Causes and mitigation strategies of food loss and waste: A systematic literature review and framework development

2021 
Abstract One third of all food produced for human consumption ends up as food loss and waste (FLW) each year along the food supply chain (FSC). To prevent FLW, it is paramount to understand why food is being discarded and to identify the most appropriate mitigation strategies to implement along the FSC. In this paper, a systematic literature review approach was implemented to search and evaluate 114 peer-reviewed articles to analyse the causes and mitigation strategies of FLW. The primary focus was to classify and discuss the 80 causes and 73 mitigation strategies retrieved from the literature, taking into account the differences between: (1) different stages of the FSC, (2) countries with different levels of economic development, and (3) different food products.

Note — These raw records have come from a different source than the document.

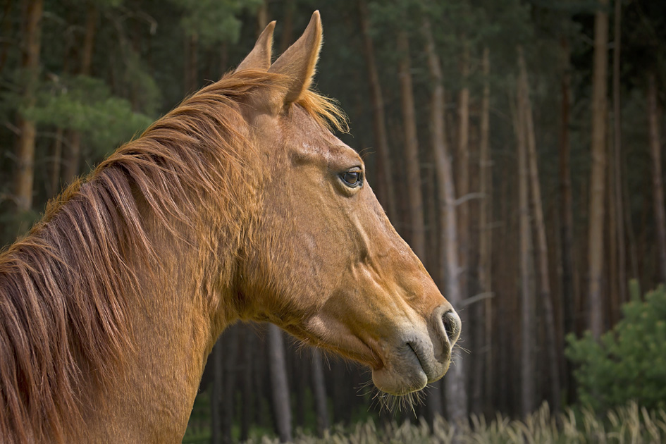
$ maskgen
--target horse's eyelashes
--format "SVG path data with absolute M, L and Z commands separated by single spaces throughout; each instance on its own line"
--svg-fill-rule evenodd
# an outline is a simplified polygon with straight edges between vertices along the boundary
M 363 171 L 358 168 L 345 171 L 340 176 L 345 185 L 352 188 L 360 186 L 363 183 Z

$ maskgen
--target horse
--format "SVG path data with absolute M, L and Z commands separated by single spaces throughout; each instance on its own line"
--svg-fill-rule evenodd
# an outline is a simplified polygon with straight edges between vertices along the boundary
M 274 27 L 0 255 L 0 442 L 180 442 L 239 320 L 357 361 L 388 393 L 446 372 L 460 318 L 310 87 L 319 12 L 271 63 Z

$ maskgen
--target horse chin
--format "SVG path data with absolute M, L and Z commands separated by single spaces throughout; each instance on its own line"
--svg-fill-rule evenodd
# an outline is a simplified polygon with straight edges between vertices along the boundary
M 386 364 L 372 371 L 372 382 L 380 390 L 402 396 L 423 389 L 441 378 L 450 361 L 441 362 L 419 343 L 407 343 L 395 351 Z
M 428 376 L 420 366 L 401 369 L 401 371 L 382 367 L 372 371 L 372 382 L 383 392 L 402 396 L 424 388 L 428 383 Z

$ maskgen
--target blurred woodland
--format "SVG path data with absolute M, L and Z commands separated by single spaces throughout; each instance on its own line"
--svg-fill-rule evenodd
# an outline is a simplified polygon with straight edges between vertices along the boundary
M 366 370 L 274 326 L 235 325 L 190 421 L 205 440 L 558 411 L 579 399 L 567 335 L 598 340 L 631 294 L 666 281 L 665 1 L 0 4 L 0 245 L 233 70 L 269 21 L 279 54 L 321 11 L 316 88 L 345 110 L 339 137 L 460 314 L 462 347 L 413 412 L 387 412 Z

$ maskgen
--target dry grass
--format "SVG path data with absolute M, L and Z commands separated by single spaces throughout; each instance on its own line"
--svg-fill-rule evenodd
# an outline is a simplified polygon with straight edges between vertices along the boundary
M 276 438 L 251 439 L 256 444 L 277 444 Z M 666 411 L 649 412 L 636 404 L 603 417 L 591 411 L 551 414 L 547 405 L 524 421 L 498 414 L 492 419 L 472 416 L 469 424 L 451 424 L 438 418 L 432 430 L 395 421 L 378 426 L 371 419 L 352 428 L 335 427 L 323 438 L 297 433 L 295 444 L 660 444 L 666 443 Z

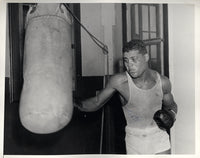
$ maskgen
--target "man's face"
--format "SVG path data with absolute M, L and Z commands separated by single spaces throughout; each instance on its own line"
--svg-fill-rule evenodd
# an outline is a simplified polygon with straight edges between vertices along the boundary
M 133 77 L 140 77 L 148 66 L 148 54 L 141 54 L 139 50 L 124 52 L 123 61 L 127 72 Z

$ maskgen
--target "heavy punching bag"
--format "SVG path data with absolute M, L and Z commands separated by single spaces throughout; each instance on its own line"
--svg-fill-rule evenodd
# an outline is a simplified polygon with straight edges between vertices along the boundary
M 55 3 L 30 8 L 26 20 L 20 120 L 33 133 L 53 133 L 73 112 L 71 20 Z

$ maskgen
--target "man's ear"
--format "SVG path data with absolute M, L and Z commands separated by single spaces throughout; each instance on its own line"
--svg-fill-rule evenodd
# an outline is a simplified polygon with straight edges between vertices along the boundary
M 144 54 L 144 58 L 145 58 L 145 61 L 148 62 L 149 61 L 149 53 Z

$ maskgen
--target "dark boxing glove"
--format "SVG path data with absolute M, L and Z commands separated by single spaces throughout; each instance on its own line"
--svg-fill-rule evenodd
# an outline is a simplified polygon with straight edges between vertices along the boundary
M 160 129 L 170 129 L 175 122 L 175 113 L 167 110 L 158 110 L 153 119 Z
M 79 110 L 82 109 L 82 102 L 80 97 L 73 96 L 73 103 L 74 107 L 78 108 Z

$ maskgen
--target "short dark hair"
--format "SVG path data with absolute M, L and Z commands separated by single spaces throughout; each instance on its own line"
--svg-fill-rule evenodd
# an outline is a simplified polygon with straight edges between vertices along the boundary
M 139 40 L 139 39 L 133 39 L 133 40 L 125 43 L 125 45 L 123 47 L 123 53 L 129 52 L 131 50 L 139 50 L 139 52 L 141 54 L 147 53 L 145 43 L 142 40 Z

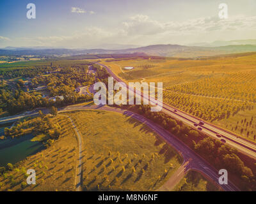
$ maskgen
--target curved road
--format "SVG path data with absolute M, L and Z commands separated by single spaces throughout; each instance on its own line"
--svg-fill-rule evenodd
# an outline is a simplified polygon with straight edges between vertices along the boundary
M 184 158 L 184 163 L 182 165 L 182 171 L 186 173 L 188 170 L 198 170 L 205 175 L 207 176 L 210 179 L 214 182 L 217 185 L 218 184 L 218 178 L 220 175 L 218 173 L 218 171 L 213 168 L 211 164 L 209 164 L 207 161 L 205 161 L 203 158 L 198 156 L 193 150 L 190 149 L 189 147 L 186 146 L 182 142 L 179 140 L 175 135 L 168 132 L 166 129 L 155 124 L 148 119 L 141 116 L 139 114 L 134 113 L 132 112 L 127 111 L 126 110 L 112 108 L 107 106 L 96 106 L 93 105 L 91 106 L 69 106 L 60 109 L 60 112 L 65 111 L 72 111 L 72 110 L 88 110 L 88 109 L 95 109 L 95 110 L 103 110 L 107 111 L 113 111 L 118 113 L 122 113 L 124 115 L 132 117 L 134 119 L 143 122 L 154 131 L 157 133 L 161 137 L 162 137 L 169 145 L 176 149 L 179 153 L 182 154 Z M 184 174 L 183 174 L 184 175 Z M 175 173 L 173 176 L 175 175 Z M 182 174 L 179 174 L 177 179 L 175 179 L 177 182 L 179 179 L 181 178 Z M 173 179 L 173 177 L 172 177 L 170 179 Z M 174 178 L 174 177 L 173 177 Z M 169 180 L 167 182 L 170 182 Z M 164 184 L 162 188 L 159 190 L 170 190 L 167 185 Z M 173 186 L 173 185 L 172 185 Z M 224 190 L 227 191 L 239 191 L 239 189 L 236 187 L 231 182 L 228 181 L 227 185 L 221 185 L 220 187 Z
M 115 74 L 108 66 L 100 63 L 96 64 L 104 67 L 111 75 L 111 76 L 113 77 L 117 82 L 124 83 L 127 89 L 132 90 L 132 91 L 134 91 L 135 93 L 135 91 L 133 89 L 129 87 L 129 86 L 127 86 L 127 85 L 123 80 L 116 76 Z M 146 96 L 144 96 L 143 93 L 140 93 L 140 94 L 141 96 L 141 98 L 145 97 L 146 98 L 148 98 L 150 101 L 153 101 L 154 103 L 156 103 L 156 101 L 157 101 L 154 98 L 152 98 Z M 164 103 L 163 103 L 163 109 L 161 111 L 175 119 L 182 121 L 185 124 L 193 127 L 193 128 L 195 128 L 194 126 L 194 124 L 196 123 L 198 124 L 200 121 L 203 121 L 200 119 L 182 111 L 178 110 L 176 108 L 173 107 Z M 202 132 L 217 140 L 220 140 L 220 138 L 217 137 L 216 134 L 221 134 L 222 135 L 221 138 L 225 138 L 227 144 L 234 147 L 234 148 L 244 152 L 250 157 L 256 158 L 256 145 L 255 143 L 241 138 L 238 136 L 236 135 L 234 133 L 229 132 L 224 129 L 221 129 L 221 127 L 217 127 L 207 122 L 204 121 L 204 125 L 198 125 L 198 126 L 200 126 L 202 128 Z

In conclusion, results show that the causes and the mitigation strategies of FLW are dependent on the three variables aforementioned and that they have a managerial, behavioural, technological or infrastructural focus. Developing countries report more recurrently managerial mitigation strategies and infrastructural strategies are reported more frequently in developing ones. Moreover, some causes identified in some stages of the FSC are dependent on causes encountered in other stages, vindicating the reference, in the literature, to mitigation strategies that should be applied in various stages of the FSC. Thus, the choice of the most promising mitigation strategies to reduce FLW along the FSC is not straightforward and should take into account not only the context of the problem under study, but also the root causes of FLW, their interrelatedness and their influence over that context. Based on these findings, the paper proposes a research framework to guide future investigations that seek to further study the mitigation strategies to implement to ensure an effective reduction of FLW in FSCs.